What Stays Exactly the Same

  • Your application code, models, and algorithms remain unchanged
  • Same Python libraries, PyTorch/TensorFlow frameworks, and CUDA operations
  • Identical API patterns, data processing workflows, and model inference logic
  • Same Docker containers if you’re already containerized

Key Differences (VMs vs. Containers)

Lambda Cloud (On-Demand):
  • You get a GPU VM with SSH access and open ports via firewall rules
  • Default image is a pre-configured Ubuntu environment with ML tooling (Lambda Stack)
  • Optional persistent Filesystems mount at /lambda/nfs/<FILESYSTEM_NAME>
  • Instances start in minutes and are billed per hour
SaladCloud (Container Engine):
  • You deploy a container image to a container group
  • You can access replicas via web terminal or SSH (coming soon)
  • Local disk is ephemeral; plan to persist state to external storage
  • Containers run on distributed consumer GPUs worldwide
Key Differences to Understand Upfront:
  • Savings of up to 90% compared to Lambda Cloud pricing (workload dependent)
  • Longer startup times but with significant cost advantages
  • Consumer GPUs (RTX 5090, 4090, 3090 and more) instead of datacenter GPUs (H100, A100)
  • Nodes are interruptible; design for resilience, similar to spot instances
Instead of manually managing GPU instances via SSH, SaladCloud handles instance provisioning, automatic failover, and global load balancing through Salad Container Engine (SCE). Think of containerization as creating a “recipe” for the manual setup you already do on Lambda. Instead of SSH-ing in and running pip install commands each time, you write those same commands once in a Dockerfile, Docker builds an immutable image with everything pre-installed, and that same image runs consistently across all instances. New to containerization? Check out our comprehensive getting started guide for a step-by-step introduction to deploying on SaladCloud, or explore our architectural overview to understand how SaladCloud’s distributed GPU network works.

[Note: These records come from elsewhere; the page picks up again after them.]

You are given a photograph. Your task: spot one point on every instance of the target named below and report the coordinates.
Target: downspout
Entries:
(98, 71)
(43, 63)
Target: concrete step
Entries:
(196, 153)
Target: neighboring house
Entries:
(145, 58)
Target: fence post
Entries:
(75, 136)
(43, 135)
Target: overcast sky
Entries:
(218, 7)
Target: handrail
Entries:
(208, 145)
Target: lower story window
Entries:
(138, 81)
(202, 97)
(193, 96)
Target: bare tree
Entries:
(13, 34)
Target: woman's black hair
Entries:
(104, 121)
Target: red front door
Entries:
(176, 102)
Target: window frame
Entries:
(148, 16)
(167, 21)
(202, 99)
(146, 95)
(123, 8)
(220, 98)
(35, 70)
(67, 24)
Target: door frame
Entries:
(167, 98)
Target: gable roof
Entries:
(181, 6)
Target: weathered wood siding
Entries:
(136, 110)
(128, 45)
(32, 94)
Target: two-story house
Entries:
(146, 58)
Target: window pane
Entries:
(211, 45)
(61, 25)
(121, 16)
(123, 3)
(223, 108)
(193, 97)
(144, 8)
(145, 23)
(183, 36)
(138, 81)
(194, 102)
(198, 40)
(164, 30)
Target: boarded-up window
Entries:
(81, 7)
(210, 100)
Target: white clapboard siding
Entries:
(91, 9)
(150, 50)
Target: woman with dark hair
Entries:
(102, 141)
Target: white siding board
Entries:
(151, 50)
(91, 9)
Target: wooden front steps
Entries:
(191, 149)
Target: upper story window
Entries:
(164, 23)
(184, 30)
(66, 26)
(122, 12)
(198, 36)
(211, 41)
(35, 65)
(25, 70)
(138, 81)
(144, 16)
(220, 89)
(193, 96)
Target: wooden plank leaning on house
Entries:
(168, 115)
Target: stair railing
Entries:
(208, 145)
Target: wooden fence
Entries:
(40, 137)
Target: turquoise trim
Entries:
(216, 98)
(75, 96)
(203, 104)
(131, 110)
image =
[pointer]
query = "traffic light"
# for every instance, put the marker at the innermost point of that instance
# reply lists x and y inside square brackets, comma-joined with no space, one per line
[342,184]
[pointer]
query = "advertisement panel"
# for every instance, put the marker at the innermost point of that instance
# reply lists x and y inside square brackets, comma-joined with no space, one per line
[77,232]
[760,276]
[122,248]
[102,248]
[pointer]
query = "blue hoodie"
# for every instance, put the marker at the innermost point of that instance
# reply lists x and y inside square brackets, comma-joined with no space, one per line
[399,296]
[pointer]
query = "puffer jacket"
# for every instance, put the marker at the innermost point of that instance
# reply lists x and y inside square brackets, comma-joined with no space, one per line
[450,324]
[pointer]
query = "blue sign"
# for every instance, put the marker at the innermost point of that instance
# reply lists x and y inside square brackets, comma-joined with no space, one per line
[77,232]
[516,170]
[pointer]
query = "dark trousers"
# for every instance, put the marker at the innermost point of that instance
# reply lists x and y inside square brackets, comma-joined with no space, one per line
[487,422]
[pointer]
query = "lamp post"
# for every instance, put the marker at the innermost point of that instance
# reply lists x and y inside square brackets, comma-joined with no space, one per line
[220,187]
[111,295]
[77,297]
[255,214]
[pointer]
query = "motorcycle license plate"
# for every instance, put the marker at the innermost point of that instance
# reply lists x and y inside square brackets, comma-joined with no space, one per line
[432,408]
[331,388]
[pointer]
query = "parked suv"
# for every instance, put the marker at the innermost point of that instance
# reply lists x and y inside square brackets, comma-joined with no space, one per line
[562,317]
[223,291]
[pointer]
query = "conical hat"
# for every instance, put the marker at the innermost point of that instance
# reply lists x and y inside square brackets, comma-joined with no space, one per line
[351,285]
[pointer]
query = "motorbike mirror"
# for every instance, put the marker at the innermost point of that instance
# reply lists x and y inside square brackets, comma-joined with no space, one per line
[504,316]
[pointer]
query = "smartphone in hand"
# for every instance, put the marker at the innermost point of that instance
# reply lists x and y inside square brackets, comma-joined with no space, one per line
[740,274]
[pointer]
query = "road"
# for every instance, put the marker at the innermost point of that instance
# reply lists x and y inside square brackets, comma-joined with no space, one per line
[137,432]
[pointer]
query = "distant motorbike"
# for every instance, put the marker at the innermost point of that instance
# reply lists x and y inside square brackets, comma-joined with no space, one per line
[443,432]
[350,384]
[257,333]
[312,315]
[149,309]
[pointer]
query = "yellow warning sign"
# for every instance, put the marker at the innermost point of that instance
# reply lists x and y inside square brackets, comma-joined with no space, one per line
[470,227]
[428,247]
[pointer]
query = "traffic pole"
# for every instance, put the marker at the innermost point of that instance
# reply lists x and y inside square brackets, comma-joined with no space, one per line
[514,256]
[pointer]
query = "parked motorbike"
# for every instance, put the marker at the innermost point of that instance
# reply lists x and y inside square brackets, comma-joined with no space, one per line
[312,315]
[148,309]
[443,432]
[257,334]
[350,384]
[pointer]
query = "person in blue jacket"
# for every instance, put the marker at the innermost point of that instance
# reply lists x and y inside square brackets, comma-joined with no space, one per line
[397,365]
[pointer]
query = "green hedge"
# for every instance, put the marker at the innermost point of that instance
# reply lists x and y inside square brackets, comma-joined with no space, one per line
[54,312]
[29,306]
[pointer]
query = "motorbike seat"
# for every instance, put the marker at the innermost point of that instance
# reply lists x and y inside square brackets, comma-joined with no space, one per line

Product Comparison: Lambda vs. SaladCloud

Lambda Cloud offers three main products. Below we map each to its closest SaladCloud equivalent and assess migration fit.
Lambda ProductSaladCloud EquivalentFit
On-Demand Cloud: GPU VM instances with SSH, managed images, and optional add-onsSalad Container Engine (SCE): Managed container service with Container Gateway for real-time inference or Job Queues for batch processing✅ Excellent for inference, batch, and rendering workloads. Interactive dev is different but supported via terminal/SSH.
1-Click Clusters: Multi-node clusters for distributed training (Kubernetes or Slurm)No equivalent❌ Not a perfect fit. SaladCloud does not support multi-node training with InfiniBand/NVLink interconnect patterns, but does support long-running jobs which can be adapted for training.
Private Cloud: Single-tenant clusters and low-level infrastructure controlNo equivalent❌ Not a fit. SaladCloud is a distributed public cloud.

Workload Mapping

Workload TypeBest Fit on SaladCloudNotes
Real-Time Inference (HTTP APIs, streaming tokens)Container groups + Container GatewayEnsure your app is IPv6-ready: Enabling IPv6
Batch Processing (embeddings, transcription, rendering)Job Queues or Kelpie + autoscalingPrefer queues when cold starts and retries are acceptable
Interactive Development (SSH, JupyterLab, notebooks)Container groups + terminal/SSH + Tailscale (optional)Use VS Code Remote Dev or Tailscale basic
Single-Node Fine-Tuning (LoRA, QLoRA)SCE + checkpointing (often with Kelpie patterns)See Kelpie and Long-running tasks
Distributed Training (multi-node)Keep on Lambda (1-Click Clusters)SaladCloud does not support multi-node interconnects at the moment
Quick Start with Recipes: SaladCloud offers ready-to-deploy recipes for popular inference servers. Deploy with one click from the Portal: vLLM, Ollama, Text Generation Inference (TGI), llama.cpp, and ComfyUI.
Hybrid Strategy: Many teams keep multi-node distributed training on Lambda Cloud, then deploy the trained model to SaladCloud for cost-effective production inference.

Cost Comparison

SaladCloud pricing shown below is for the Batch priority tier (lowest cost). Higher priority tiers cost more but provide greater availability guarantees.
Use CaseLambda GPULambda $/hrSaladCloud GPUSaladCloud $/hrSavings
LLM Inference (7–13B)A10 (24 GB)~$0.86RTX 4090 (24 GB)~$0.16~81%
Image Generation (SD/FLUX)A10 (24 GB)~$0.86RTX 3090 (24 GB)~$0.09~90%
Transcription (Whisper)Quadro RTX 6000 (24 GB)~$0.58RTX 3090 (24 GB)~$0.09~84%
Batch EmbeddingsA100 PCIe (40 GB)~$1.48RTX 4090 (24 GB)~$0.16~89%
LLM Inference (34B–70B quant.)A6000 (48 GB)~$0.92RTX 5090 (32 GB)~$0.25~73%
Example: 100 GPU-hours of inference per day
  • Lambda (A10): 100 × 0.86/hr= 0.86/hr = ~2,580/month
  • SaladCloud (RTX 4090, batch): 100 × 0.16/hr= 0.16/hr = ~480/month
Prices are approximate and subject to change. Check salad.com/pricing and lambda.ai/pricing for current rates.

Step-by-Step Migration

1. Inventory What Runs on Lambda Cloud

For each workload, capture:
  • Work type: notebook/dev, training, batch processing, or real-time inference
  • Data size and where it lives today (Lambda Filesystem, local disk, S3, etc.)
  • Startup cost: installs, model downloads, compilation steps
  • Whether the workload must survive interruptions (checkpointing requirements)
This determines whether you should deploy a single long-running replica, scale replicas, or move to Job Queues.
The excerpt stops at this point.